Como o tropicalista Gilberto Freyre explica ser um homem formal e solene, de
paletó e gravata?
- O tropicalista, Gilberto Freyre explica que não está entre suas vocações ser um
individualista excêntrico. Seria, se eu começasse a usar tanga ou um traje todo tropical.
Mas tenho apoiado o mais possível a adoção, pelo Brasil, de um traje tropical ou
eurotropical. Dei todo apoio ao grande Flávio de Carvalho, paulista, que ideou um traje
dessa espécie. Convidado, ele veio aqui expor no Seminário de Tropicologia suas idéias
e nós lhe demos todo apoio.

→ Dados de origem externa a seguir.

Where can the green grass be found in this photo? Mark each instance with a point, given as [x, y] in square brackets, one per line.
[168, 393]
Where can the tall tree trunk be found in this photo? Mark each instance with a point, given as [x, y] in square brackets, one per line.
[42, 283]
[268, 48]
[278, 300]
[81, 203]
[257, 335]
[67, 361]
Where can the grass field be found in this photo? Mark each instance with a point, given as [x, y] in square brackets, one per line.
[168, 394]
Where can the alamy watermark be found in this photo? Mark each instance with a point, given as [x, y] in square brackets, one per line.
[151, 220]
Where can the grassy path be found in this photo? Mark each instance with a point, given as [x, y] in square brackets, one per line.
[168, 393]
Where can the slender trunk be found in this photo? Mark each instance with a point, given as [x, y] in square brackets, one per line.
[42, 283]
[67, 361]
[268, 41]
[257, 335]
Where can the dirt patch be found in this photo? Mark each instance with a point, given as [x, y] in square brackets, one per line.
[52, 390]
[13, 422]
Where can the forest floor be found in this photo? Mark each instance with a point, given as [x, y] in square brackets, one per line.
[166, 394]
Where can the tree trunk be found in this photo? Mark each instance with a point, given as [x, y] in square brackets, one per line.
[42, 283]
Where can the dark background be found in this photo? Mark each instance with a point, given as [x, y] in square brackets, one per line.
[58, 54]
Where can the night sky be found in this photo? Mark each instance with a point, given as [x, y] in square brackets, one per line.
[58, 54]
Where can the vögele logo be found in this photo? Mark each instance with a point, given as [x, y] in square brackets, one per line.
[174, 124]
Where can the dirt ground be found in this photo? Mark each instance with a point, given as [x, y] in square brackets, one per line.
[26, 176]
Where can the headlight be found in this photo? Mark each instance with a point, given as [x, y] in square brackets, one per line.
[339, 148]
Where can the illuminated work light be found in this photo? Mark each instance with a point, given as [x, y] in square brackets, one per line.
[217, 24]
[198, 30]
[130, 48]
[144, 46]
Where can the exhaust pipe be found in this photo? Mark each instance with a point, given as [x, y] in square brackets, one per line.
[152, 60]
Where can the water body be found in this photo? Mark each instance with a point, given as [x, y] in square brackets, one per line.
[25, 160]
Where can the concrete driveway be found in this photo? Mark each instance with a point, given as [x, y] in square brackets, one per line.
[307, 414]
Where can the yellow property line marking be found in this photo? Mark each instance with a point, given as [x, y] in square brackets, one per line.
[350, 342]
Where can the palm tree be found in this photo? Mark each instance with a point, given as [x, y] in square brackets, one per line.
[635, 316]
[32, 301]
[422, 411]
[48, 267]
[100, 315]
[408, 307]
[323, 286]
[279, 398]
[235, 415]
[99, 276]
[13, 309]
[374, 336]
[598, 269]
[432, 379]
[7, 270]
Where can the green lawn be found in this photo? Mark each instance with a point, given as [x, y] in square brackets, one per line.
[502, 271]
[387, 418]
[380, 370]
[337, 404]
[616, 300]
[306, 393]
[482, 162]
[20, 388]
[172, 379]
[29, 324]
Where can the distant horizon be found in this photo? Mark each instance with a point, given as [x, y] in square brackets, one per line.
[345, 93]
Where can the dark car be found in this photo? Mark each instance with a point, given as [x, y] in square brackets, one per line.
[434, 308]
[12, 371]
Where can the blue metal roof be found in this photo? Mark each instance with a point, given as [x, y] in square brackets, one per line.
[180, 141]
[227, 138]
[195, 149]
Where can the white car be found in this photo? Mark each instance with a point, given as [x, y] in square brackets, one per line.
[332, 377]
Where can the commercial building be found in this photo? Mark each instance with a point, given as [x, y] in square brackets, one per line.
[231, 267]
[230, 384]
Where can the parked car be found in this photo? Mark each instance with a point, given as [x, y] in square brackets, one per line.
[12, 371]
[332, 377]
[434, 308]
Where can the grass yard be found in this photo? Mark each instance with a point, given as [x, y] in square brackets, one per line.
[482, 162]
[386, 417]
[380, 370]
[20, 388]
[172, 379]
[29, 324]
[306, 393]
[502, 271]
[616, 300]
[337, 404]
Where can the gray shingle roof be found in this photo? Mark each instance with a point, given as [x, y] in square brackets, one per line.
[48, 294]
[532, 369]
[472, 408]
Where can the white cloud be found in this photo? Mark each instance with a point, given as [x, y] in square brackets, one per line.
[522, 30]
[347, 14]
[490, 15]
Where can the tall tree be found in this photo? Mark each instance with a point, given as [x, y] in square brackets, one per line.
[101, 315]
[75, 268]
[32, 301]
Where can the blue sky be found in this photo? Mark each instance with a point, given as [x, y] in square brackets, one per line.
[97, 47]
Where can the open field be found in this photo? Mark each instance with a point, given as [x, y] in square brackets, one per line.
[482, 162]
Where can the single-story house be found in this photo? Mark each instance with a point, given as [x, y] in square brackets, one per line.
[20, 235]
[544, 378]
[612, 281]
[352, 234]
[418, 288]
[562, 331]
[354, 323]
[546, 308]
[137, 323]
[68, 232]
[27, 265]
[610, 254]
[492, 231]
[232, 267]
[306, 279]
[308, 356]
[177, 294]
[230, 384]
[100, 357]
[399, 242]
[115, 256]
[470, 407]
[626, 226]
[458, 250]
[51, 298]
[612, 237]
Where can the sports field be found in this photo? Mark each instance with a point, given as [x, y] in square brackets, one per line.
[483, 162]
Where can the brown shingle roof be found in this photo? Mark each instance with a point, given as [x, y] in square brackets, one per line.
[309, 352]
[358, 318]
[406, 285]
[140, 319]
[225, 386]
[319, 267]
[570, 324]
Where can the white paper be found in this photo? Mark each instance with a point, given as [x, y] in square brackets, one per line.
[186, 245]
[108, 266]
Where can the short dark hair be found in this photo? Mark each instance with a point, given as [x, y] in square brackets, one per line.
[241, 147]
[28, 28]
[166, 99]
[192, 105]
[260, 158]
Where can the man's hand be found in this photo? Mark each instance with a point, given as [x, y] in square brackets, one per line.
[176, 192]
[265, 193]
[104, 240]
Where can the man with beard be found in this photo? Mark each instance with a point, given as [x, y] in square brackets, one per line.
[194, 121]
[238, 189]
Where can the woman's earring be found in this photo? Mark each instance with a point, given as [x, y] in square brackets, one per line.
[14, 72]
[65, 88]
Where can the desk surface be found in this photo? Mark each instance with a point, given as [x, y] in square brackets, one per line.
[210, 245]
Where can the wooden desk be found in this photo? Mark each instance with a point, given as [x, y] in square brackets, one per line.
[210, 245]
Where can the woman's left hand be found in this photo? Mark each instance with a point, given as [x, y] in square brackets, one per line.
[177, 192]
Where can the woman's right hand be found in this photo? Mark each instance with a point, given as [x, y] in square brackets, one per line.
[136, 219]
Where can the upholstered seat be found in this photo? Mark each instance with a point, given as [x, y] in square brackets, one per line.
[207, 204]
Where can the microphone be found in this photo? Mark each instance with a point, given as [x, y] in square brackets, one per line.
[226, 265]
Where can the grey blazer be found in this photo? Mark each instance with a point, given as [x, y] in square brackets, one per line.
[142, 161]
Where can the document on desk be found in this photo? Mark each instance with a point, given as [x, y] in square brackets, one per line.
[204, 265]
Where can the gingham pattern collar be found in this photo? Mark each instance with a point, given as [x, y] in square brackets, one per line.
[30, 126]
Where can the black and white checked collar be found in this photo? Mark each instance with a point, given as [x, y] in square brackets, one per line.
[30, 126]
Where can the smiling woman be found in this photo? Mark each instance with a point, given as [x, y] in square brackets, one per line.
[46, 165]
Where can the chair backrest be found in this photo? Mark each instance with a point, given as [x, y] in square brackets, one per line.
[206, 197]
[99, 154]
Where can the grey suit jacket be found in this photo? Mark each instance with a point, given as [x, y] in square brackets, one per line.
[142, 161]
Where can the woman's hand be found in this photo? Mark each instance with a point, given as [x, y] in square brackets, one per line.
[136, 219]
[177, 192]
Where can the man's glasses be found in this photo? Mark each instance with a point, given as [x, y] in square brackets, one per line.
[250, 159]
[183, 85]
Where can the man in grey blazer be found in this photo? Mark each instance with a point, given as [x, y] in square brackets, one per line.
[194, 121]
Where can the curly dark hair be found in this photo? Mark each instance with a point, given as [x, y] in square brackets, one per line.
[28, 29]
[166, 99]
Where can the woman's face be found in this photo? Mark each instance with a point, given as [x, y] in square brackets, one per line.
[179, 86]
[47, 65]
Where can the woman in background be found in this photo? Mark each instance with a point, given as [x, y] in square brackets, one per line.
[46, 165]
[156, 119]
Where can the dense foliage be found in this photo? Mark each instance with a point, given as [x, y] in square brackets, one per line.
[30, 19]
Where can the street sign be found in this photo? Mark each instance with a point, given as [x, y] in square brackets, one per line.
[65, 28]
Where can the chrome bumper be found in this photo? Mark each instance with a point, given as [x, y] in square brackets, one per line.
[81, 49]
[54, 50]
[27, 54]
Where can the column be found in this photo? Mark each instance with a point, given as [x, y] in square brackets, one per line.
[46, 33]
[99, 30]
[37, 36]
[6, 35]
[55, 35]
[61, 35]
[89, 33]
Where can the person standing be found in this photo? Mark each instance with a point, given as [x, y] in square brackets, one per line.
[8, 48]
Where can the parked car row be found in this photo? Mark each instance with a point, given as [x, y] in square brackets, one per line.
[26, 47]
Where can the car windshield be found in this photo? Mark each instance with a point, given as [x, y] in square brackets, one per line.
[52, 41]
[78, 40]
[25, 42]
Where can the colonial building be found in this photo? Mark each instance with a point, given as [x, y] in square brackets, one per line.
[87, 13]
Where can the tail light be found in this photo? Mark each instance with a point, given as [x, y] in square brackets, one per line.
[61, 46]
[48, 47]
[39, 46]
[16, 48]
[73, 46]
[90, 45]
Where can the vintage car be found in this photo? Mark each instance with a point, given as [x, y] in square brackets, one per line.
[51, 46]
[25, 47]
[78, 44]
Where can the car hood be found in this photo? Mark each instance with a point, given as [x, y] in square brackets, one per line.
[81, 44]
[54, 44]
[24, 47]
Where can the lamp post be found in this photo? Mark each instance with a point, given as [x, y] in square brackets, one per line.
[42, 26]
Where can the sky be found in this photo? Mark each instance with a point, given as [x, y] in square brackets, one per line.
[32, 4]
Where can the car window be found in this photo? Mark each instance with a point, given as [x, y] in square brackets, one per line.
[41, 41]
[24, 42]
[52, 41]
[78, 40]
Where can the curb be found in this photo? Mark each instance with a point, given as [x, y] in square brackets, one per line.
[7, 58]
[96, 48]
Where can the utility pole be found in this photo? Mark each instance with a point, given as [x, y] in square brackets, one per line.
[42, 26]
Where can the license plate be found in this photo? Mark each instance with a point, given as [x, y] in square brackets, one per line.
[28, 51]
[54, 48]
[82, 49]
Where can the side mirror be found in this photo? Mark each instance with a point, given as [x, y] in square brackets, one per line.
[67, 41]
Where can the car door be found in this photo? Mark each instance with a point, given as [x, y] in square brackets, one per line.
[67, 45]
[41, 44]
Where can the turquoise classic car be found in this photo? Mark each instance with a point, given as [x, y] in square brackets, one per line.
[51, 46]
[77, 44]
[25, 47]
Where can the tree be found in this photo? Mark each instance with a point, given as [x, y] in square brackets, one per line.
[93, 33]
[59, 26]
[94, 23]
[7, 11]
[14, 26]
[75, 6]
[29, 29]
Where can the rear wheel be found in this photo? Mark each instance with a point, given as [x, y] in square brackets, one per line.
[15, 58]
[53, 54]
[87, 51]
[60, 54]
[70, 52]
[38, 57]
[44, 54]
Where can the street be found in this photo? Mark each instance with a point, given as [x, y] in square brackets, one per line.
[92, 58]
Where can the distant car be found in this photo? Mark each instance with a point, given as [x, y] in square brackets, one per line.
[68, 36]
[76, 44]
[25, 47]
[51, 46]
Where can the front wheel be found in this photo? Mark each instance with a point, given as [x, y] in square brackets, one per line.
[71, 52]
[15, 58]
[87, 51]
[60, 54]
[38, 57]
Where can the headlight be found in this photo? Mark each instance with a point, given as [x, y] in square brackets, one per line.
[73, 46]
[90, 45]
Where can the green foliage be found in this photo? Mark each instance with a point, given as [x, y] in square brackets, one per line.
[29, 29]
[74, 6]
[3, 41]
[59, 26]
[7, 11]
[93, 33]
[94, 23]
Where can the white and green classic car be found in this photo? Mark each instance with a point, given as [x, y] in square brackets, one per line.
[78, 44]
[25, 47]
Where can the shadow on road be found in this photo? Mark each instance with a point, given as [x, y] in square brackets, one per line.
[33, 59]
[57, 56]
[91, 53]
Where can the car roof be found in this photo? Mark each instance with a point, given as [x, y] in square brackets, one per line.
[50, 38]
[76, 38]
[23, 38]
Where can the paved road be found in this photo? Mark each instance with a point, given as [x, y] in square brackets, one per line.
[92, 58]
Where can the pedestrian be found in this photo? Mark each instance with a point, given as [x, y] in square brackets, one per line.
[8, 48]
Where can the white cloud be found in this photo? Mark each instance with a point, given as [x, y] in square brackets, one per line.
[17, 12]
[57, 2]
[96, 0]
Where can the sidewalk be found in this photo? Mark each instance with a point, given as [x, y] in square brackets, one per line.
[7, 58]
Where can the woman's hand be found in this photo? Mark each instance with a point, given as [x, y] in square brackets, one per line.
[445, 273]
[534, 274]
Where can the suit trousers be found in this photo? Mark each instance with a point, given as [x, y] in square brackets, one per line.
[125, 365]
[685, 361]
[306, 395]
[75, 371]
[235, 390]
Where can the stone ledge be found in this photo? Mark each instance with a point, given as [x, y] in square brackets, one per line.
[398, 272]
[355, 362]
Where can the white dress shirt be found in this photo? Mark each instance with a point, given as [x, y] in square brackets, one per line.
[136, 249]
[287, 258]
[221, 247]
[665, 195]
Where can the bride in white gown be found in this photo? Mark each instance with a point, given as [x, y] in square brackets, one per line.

Mas você vê como há uma resistência das convenções. As
convenções sociais são muito fortes, e com relação ao traje em particular são
fortíssimas, embora elas possam ser quebradas. Agora mesmo, o topless é uma quebra
em convenções que pareciam indestrutíveis. Mas estão sendo de algum modo
quebradas, ainda que com alguma resistência. Eu, por exemplo, sou pelo topless. Eu me
lembro que no meu tempo de menino era um escândalo ver pernas de mulher, pernas de
fora eram coisa para mulher da vida alegre. Hoje, quem é que não está cansado de ver
pernas de mulher? E a1gumas até nem são para serem exibidas. Como alguns seios de
mulher não devem ser exibidos. Elas precisam recorrer a sutiã para conter exuberâncias
nada estéticas. Mas, de modo geral, eu repito que sou pelo topless, e creio que para o
trópico, especialmente, é uma conveniência ecológica absoluta, nas praias, sobretudo.
Não digo que noutras ocasiões seja a apresentação do tipo feminino mais desejado, mas
nas praias, para o banho de sol completo, sem dúvida que é. E creio que vamos nos
acostumar aos seios de mulher assim apresentados, como já nos acostumamos às pernas
de mulher inteiramente francas. Mas, com relação ao problema do traje - e eu sou uma
vítima do antitropicalismo - creio que o Brasil está na obrigação de dar um exemplo ao
mundo euro-tropical, desenvolvendo o que o meu querido amigo, que era um artista e
engenheiro ao mesmo tempo, Flávio de Carvalho, quis dar início. Mas não conseguiu,
porque a resistência se apresentou muito forte. Veja que também até Jânio Quadros,
quando quis instituir um traje quase euro-tropical nas repartições públicas, falhou. E era
aquele homem com um prestígio carismático, um político carismático extraordinário.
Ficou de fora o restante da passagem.